One year ago, on March 24, 2020, COVID-19 claimed its first recorded life in North Carolina.
Between that day and now, the pandemic has upended our communities, our families, and our lives in devastating ways.
Some lost jobs. Others lost businesses they had spent their entire adulthood building. Many missed out on once-in-a-lifetime events, or saw them altered in ways they could never have imagined. Some got very, very sick and recovered, thanks to the incredible dedication of health professionals.
Black, Indigenous and people of color have felt these kinds of losses at higher rates – and with fewer social or familial safety nets – than our population at-large.
For nearly 12,000 North Carolinians, the loss was the worst kind of all. Covid deaths, we learned, are horrific and lonely and will take years to process – if ever.

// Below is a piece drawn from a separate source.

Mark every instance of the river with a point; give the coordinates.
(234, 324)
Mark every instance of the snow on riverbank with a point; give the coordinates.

When he marked the occasion of 500,000 lost American souls last month, President Joe Biden spoke to the survivors' anger, and remorse, like this: "For some of you, it’s been a year, a month, a week, a day, even an hour. And I know that when you stare at that empty chair around the kitchen table, it brings it all back, no matter how long ago it happened, as if it just happened that moment you looked at that empty chair. The birthdays, the anniversaries, the holidays without them. And the everyday things — the small things, the tiny things — that you miss the most."
In the spirit of remembering the people who filled those chairs and created those memories with family members, WUNC journalists are telling nine life stories – a cross-section of our Carolina neighbors – that ended too soon due to COVID.
The light at the end of the tunnel is getting slowly brighter. Vaccines are becoming more plentiful; treatments are more effective; and our communities are reawakening. We've learned a lot about ourselves and what we can accomplish when things get tough – and what many of us will, and won't, do when asked to make seemingly small sacrifices for the greater good.
What we can all agree on now is that those of us who succumbed to this terrible disease deserve to be remembered, and not necessarily by how they died, but by how they lived.